There was another little storage area back there that I shot, and hopefully I'll get those up soon. It was a hot and therefore uncomfortable shoot, but fun. 

Thanks for looking!


----------



## mysteryscribe (Jun 4, 2006)

you can really tell the difference between scans and prints.  These are gorgeous.


----------



## Chiller (Jun 4, 2006)

These are soooooooo cool Terri. Love it.  I would love to wander in there, heat and all


----------



## subtledreamer (Jun 5, 2006)

your thread took my post-virginity :lmao: 

very nice... i love the sepia & overall 'feel' of the photos, definitely looking forward to your other prints!


----------



## terri (Jun 5, 2006)

Thank you so much, Jonathan - and welcome to TPF. I am proud to know I took your post-virginity!  That was good.

Thanks everyone, for the kind words.


----------



## santino (Jun 6, 2006)

whoaa terri #1 is awesome, I would love to get that print :thumbup:  

wouldn't you like to trade it for something of my stuff ? :blulsh2: :hail:


----------



## terri (Jun 6, 2006)

santino said:
			
		

> whoaa terri #1 is awesome, I would love to get that print :thumbup:
> 
> wouldn't you like to trade it for something of my stuff ? :blulsh2: :hail:


Are you kidding??      Shoot me a pm, I would love to have one of your lith prints!     :heart: 

Thanks!


----------



## motcon (Jun 6, 2006)

how did i miss these? these are 'terri yummy'.

i'd actually like a print of the first one as well. border signed.


----------



## terri (Jun 6, 2006)

I'm so happy you like it, Will.  I'll pm you when I print another one.


----------



## motcon (Jun 6, 2006)

terri said:
			
		

> I'm so happy you like it, Will.  I'll pm you when I print another one.



thank you. i'm saving wall space. let me know what you'd like in return. (wine, money, anything).


----------



## terri (Jun 6, 2006)

motcon said:
			
		

> thank you. i'm saving wall space. let me know what you'd like in return. (wine, money, anything).


How utterly dangerous of you to post that.  

I may insist upon a lith image of yours, now that I have seen a sample. :thumbup:


----------



## motcon (Jun 6, 2006)

terri said:
			
		

> How utterly dangerous of you to post that.

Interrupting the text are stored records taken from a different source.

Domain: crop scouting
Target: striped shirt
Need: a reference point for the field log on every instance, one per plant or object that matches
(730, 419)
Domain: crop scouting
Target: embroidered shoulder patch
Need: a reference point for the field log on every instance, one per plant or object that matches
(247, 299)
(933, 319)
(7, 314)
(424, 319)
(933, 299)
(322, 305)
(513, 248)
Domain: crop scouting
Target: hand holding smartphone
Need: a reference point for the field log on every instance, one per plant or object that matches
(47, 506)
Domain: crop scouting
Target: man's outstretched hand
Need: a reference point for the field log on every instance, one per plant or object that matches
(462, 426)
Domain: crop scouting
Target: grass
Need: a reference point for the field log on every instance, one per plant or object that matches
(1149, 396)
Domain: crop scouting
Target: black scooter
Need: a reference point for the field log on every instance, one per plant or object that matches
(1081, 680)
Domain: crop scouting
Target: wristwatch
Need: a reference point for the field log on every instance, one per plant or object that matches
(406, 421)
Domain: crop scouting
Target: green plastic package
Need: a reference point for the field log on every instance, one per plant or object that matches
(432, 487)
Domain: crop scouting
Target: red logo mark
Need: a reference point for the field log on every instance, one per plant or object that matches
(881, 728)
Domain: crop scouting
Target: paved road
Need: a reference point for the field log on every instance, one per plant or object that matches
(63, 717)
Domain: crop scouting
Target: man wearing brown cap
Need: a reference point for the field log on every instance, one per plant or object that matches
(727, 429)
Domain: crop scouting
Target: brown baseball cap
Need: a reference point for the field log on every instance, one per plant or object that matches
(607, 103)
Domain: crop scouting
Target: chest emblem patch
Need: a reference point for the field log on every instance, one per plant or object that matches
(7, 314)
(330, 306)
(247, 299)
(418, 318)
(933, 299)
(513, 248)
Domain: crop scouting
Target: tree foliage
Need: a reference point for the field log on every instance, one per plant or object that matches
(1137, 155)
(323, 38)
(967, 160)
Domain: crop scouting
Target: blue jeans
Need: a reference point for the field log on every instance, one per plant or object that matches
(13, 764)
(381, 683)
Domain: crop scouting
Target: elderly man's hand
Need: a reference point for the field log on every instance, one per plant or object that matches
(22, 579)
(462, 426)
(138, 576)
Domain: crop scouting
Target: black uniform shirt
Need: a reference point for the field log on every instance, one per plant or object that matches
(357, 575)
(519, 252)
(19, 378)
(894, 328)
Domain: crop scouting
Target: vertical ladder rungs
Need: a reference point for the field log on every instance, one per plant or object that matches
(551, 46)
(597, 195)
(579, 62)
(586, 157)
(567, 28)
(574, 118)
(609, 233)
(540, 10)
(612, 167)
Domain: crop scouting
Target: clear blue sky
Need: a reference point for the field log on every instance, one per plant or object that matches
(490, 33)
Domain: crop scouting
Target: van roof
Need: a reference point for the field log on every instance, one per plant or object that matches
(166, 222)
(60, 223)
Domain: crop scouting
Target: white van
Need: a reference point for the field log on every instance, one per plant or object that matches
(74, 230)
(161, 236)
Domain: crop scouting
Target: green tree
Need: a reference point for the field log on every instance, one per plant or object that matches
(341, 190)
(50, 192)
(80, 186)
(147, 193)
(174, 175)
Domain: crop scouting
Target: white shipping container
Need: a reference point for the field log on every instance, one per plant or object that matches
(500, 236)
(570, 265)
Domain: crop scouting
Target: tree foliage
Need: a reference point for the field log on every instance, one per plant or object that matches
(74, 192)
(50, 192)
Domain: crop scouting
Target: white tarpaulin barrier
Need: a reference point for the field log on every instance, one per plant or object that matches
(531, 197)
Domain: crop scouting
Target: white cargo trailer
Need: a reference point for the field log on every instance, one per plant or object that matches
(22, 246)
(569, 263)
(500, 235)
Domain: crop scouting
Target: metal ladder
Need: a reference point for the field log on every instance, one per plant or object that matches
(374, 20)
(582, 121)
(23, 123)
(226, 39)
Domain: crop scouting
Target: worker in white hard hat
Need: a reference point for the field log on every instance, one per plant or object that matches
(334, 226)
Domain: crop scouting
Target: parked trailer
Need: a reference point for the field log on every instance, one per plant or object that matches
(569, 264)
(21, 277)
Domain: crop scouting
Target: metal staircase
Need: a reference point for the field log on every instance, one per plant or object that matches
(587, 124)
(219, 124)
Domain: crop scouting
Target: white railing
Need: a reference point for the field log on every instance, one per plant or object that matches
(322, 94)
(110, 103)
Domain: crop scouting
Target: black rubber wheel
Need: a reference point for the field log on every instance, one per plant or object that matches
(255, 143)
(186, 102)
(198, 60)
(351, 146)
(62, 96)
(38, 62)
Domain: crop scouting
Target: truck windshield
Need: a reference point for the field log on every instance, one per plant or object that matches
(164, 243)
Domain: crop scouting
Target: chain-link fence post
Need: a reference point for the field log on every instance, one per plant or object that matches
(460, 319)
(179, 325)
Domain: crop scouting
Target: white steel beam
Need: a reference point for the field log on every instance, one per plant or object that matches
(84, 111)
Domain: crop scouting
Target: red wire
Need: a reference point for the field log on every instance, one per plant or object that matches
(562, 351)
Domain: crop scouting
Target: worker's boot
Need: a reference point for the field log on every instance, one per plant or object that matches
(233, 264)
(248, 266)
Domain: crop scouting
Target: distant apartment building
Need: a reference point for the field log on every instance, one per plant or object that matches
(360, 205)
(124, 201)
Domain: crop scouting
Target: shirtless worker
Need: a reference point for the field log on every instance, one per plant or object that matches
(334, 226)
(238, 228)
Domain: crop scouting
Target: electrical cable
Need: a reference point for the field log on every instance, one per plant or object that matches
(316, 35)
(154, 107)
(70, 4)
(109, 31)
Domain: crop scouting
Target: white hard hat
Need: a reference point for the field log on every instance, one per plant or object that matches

i need to keep in mind with whom i'm conversing when i type. that could've been disastrous.



			
				terri said:
			
		

> I may insist upon a lith image of yours, now that I have seen a sample. :thumbup:



would bring me great pleasure to print a lith for you.


----------



## terri (Jun 6, 2006)

> i need to keep in mind with whom i'm conversing when i type. that could've been disastrous.


It still might be - I've not quite decided yet.  




> would bring me great pleasure to print a lith for you.


oh, my! I must get to the darkroom soonest.


----------



## motcon (Jun 6, 2006)

terri said:
			
		

> It still might be - I've not quite decided yet.



you do realize that i, of course, considered editing my post, but you put the block on that by quoting me.

i feel vulnerable.


----------



## terri (Jun 6, 2006)

motcon said:
			
		

> you do realize that i, of course, considered editing my post, but you put the block on that by quoting me.
> 
> i feel vulnerable.


ahhhh! My intent has been exposed. 

:twisted:


----------



## motcon (Jun 7, 2006)

terri said:
			
		

> I'm so happy you like it, Will.  I'll pm you when I print another one.



email me (rather than pm) when you get around to printing another, terri.


----------